Nos propositions sont toujours élaborées de manière solide. Notre pays dispose également de diplomates motivés et avec de l'expérience et envoie toujours ses meilleurs diplomates vers New York lors d'un mandat. Notre pays est aussi très actif au sein de l'Assemblée générale.
L'ancien ministre de la coopération au développement Alexander De Croo
parle au Conseil de sécurité de la situation humanitaire en Syrie (février 2020). © UN Photo/Loey Felipe
Un monde sans ONU est impensable
Au cours de ses 75 années d'existence, le Conseil de sécurité a incontestablement obtenu des résultats fantastiques. Même si les échecs bénéficient souvent d'une large couverture médiatique, alors que les réussites passent inaperçues. En 2008, le Conseil de sécurité a par exemple réussi à désamorcer une situation extrêmement tendue et potentiellement très explosive entre 2 groupes de population au Kenya en envoyant un médiateur.

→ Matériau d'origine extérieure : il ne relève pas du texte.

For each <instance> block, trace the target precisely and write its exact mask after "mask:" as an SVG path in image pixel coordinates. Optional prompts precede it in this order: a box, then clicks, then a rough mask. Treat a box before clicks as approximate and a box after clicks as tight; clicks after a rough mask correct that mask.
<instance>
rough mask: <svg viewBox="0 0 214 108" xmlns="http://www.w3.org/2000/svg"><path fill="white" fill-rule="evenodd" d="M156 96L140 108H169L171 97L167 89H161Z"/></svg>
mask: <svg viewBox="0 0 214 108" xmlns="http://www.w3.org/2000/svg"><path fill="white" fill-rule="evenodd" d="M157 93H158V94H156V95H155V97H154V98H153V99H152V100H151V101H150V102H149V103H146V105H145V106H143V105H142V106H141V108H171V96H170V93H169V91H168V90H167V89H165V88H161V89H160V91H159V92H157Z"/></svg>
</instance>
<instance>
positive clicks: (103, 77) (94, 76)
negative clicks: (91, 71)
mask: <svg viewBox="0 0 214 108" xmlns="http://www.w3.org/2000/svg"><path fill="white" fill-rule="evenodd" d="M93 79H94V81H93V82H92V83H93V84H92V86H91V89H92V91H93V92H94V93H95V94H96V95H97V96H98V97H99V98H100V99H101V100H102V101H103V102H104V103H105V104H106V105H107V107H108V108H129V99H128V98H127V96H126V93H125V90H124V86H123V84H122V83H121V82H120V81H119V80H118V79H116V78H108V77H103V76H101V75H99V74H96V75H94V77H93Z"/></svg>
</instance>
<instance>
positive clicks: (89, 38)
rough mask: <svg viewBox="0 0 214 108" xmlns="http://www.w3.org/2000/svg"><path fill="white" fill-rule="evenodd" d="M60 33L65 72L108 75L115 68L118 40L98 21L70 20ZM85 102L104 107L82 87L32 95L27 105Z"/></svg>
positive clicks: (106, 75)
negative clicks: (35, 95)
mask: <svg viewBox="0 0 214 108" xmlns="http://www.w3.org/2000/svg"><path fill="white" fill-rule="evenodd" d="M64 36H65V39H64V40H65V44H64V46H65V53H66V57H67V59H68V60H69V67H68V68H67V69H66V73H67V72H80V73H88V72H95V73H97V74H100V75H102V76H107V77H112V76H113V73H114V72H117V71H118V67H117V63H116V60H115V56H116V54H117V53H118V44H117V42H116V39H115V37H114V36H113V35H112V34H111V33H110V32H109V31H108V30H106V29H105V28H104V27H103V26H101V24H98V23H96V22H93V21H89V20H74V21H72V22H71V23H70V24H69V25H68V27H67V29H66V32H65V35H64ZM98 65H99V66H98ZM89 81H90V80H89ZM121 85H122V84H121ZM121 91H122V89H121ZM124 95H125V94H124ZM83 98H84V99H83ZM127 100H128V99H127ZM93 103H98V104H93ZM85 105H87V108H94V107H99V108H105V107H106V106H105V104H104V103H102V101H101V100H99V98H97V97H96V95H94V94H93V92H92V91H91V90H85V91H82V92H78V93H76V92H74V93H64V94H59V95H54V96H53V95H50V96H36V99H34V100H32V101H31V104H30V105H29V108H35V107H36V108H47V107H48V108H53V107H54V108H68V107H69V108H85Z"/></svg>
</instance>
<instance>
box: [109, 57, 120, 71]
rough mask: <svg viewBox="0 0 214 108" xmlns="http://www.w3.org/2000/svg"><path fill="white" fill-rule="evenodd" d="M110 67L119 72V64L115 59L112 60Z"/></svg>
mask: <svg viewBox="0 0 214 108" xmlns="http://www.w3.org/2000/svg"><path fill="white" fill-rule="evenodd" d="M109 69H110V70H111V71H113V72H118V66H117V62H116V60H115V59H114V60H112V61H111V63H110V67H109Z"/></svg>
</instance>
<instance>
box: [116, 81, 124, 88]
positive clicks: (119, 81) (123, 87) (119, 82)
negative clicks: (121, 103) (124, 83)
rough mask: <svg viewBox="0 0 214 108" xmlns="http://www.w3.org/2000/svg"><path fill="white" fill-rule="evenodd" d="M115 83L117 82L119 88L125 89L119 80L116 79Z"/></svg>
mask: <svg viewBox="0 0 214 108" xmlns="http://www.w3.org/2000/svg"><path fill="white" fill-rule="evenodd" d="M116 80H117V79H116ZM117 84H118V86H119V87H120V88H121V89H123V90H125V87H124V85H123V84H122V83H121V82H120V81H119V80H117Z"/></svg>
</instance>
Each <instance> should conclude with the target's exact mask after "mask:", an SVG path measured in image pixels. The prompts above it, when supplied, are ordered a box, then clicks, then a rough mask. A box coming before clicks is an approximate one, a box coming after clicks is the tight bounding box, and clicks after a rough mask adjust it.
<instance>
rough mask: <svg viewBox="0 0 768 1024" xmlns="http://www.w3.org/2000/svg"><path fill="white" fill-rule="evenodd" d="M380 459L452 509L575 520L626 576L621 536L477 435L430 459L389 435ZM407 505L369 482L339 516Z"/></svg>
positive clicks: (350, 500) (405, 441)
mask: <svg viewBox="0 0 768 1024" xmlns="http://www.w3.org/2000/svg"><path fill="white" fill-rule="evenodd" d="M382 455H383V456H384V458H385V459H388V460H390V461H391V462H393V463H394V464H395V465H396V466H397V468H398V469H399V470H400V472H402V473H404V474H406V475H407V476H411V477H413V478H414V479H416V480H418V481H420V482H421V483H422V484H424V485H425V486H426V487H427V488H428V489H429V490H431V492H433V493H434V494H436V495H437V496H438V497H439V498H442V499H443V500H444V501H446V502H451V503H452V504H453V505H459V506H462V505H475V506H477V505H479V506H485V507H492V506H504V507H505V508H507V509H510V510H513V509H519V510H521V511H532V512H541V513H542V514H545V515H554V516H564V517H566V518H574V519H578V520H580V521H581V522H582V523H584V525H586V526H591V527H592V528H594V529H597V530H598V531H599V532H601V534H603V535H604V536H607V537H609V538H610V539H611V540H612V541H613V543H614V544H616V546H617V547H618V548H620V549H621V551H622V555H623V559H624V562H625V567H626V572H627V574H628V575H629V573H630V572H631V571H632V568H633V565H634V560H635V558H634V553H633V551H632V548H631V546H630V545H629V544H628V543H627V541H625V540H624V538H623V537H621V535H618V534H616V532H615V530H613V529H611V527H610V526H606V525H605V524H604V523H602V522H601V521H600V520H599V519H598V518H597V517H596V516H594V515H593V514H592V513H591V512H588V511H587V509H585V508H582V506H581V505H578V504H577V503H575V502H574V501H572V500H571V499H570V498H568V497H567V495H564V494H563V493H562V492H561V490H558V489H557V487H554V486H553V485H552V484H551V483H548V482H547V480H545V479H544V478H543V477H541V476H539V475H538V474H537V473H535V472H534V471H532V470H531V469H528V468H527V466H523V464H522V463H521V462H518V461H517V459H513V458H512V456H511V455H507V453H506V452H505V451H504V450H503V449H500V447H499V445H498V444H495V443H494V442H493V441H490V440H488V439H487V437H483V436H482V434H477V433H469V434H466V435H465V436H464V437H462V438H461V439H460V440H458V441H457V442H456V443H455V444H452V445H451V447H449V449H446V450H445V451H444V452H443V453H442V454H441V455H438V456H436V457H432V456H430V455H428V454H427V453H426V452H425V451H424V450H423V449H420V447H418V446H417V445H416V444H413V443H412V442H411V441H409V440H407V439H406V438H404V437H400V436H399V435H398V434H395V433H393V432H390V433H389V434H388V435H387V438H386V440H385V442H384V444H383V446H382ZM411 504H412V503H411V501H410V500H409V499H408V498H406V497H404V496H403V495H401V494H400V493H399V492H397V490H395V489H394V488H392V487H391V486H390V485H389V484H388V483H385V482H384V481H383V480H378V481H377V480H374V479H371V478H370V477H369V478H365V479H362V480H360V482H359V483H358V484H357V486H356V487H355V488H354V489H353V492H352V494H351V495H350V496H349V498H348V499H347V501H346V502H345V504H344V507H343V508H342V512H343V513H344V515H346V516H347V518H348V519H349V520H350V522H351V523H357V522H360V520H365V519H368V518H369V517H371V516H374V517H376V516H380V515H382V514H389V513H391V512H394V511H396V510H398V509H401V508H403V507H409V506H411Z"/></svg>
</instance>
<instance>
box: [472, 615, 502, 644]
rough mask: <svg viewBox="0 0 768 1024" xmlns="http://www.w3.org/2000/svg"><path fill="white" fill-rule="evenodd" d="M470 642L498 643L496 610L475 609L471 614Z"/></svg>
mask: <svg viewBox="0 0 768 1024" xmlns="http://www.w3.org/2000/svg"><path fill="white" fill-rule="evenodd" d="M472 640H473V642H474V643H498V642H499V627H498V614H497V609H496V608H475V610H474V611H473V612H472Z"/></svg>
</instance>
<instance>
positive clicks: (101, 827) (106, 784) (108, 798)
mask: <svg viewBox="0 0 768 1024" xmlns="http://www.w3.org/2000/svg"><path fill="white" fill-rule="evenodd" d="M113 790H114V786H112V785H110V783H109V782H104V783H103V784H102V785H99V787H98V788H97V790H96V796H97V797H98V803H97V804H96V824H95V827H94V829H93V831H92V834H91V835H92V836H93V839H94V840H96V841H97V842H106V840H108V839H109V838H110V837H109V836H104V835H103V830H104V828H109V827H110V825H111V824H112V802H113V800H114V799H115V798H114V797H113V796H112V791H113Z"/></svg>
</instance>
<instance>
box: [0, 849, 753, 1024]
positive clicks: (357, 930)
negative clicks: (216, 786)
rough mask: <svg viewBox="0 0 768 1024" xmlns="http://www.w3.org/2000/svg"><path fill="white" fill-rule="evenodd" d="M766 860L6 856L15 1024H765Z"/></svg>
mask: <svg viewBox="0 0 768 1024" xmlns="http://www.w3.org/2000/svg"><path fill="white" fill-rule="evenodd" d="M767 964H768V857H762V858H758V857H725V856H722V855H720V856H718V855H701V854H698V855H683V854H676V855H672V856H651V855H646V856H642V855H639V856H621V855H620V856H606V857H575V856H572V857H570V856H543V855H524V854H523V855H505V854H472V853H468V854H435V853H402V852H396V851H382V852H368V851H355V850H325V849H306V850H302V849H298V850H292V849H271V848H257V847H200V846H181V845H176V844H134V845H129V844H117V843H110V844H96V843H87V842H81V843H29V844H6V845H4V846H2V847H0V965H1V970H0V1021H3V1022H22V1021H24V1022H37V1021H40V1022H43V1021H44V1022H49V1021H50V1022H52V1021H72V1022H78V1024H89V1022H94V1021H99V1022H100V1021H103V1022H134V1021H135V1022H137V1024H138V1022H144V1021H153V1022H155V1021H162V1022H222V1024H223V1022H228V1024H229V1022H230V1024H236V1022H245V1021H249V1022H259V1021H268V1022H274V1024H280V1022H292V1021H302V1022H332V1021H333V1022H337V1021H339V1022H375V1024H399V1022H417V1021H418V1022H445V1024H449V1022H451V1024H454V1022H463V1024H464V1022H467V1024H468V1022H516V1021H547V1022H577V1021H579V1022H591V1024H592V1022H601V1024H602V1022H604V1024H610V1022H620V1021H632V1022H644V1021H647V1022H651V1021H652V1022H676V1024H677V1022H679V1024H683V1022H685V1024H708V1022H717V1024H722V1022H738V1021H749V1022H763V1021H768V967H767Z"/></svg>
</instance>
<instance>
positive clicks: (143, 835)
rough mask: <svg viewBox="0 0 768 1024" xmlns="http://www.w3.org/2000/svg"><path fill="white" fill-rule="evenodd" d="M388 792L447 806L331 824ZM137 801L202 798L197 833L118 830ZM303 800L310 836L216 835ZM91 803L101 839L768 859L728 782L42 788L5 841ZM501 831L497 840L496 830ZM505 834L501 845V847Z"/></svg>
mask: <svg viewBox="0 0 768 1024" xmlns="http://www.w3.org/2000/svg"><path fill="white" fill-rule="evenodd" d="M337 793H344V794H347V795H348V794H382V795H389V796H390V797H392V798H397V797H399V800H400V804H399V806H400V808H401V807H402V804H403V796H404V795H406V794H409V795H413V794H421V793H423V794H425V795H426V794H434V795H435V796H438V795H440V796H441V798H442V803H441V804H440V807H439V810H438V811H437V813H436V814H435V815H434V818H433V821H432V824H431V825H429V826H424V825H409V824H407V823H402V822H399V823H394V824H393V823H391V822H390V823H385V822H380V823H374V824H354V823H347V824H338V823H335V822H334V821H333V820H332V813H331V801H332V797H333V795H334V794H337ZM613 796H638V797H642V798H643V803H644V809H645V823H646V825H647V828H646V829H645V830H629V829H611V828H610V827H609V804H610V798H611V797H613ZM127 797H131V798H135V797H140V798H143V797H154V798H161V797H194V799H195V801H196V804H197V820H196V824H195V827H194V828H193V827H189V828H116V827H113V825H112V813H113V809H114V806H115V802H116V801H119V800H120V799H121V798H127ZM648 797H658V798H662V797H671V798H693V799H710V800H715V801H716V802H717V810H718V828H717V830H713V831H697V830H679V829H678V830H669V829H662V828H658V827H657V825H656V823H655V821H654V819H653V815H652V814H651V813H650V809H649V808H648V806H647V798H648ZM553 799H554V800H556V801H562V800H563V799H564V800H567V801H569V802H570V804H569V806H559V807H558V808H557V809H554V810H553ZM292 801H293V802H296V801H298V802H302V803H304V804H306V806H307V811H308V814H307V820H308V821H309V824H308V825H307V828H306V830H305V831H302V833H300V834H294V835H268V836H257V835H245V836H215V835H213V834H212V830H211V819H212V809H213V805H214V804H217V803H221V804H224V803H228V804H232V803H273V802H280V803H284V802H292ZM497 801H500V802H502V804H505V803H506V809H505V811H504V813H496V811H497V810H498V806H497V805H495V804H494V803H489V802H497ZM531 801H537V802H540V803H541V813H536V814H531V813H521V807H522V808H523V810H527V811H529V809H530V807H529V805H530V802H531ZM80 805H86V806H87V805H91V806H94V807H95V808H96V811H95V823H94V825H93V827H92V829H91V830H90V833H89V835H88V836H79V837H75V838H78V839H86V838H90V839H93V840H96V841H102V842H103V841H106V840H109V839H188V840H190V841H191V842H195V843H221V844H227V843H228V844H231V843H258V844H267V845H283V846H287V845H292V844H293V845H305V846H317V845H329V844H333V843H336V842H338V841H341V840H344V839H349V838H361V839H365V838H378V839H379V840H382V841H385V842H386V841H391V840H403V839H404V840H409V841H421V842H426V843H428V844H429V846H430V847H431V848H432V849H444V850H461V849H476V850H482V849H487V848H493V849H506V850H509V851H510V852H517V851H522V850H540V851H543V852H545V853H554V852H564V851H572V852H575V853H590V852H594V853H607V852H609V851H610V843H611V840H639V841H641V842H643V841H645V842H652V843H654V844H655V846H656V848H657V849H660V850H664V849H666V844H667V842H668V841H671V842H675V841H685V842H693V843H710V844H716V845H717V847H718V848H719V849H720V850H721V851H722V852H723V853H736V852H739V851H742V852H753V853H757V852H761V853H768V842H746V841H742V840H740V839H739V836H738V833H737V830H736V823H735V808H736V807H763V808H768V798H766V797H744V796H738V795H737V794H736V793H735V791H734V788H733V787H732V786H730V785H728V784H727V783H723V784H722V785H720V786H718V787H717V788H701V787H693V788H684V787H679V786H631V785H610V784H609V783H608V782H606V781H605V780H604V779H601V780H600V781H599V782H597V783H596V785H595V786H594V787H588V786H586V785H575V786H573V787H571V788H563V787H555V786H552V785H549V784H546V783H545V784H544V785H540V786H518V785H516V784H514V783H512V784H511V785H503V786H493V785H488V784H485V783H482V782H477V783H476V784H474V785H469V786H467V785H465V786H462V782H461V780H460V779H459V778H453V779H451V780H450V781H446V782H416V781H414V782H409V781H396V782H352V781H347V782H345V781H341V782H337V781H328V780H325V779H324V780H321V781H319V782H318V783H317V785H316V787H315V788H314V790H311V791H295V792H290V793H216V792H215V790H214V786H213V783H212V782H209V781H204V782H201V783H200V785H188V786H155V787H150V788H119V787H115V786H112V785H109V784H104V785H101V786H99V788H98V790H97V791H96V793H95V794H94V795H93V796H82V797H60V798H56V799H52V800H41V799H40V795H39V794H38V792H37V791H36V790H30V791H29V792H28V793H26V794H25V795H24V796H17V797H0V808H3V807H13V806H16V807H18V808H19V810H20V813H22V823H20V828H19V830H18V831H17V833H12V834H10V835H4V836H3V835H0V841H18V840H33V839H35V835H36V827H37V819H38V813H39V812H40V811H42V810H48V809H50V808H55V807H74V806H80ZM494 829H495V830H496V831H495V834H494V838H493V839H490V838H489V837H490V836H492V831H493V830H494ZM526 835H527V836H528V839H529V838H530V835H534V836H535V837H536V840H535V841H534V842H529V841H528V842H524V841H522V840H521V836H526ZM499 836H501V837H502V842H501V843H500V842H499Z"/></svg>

Malgré tout, de plus en plus de personnes se posent des questions sur le multilatéralisme, même les citoyens belges. Celles-ci estiment que nous devons récupérer la souveraineté à laquelle nous avons renoncé. Kenes : « Pour cette raison, nous devons expliquer clairement à quel point il est important pour nous de renoncer à une partie de notre souveraineté. Le meilleur exemple est la pandémie de covid-19 actuelle. Oui, l'Organisation mondiale de la Santé peut être améliorée, mais nous ne pouvons pas non plus nous en passer. La même règle est valable pour l'ONU et le Conseil de sécurité. »
« Je pense que nous n'avons ni besoin de plus d’institutions et de multilatéralisme, ni de moins ou de statu quo », conclut Kenes. « Nous devons toutefois montrer, par le biais de projets concrets (défis mondiaux tels que le climat, la santé, la migration, le commerce,...), que le multilatéralisme représente une valeur ajoutée inestimable pour tout le monde. Car un monde sans ONU est presque inimaginable. »
L'avenir
Aujourd'hui, la Belgique se prépare déjà à un septième mandat, à savoir en 2037-2038. Douze ans, cela semble encore long, mais c'est la période moyenne entre les mandats précédents. Pour obtenir effectivement un siège, une préparation minutieuse est indispensable.
Mais l'engagement de la Belgique en faveur d'un multilatéralisme efficace ne s'arrête pas là. Par exemple, notre pays fait campagne pour la présidence de la 5ème commission de l'Assemblée générale des Nations Unies. Cette année, notre pays préside le Groupe des fournisseurs nucléaires. La Belgique est également à la tête de la Conférence sur le désarmement en 2021. En 2023, notre pays deviendra membre du Conseil de l'Autorité internationale des fonds marins (AIFM).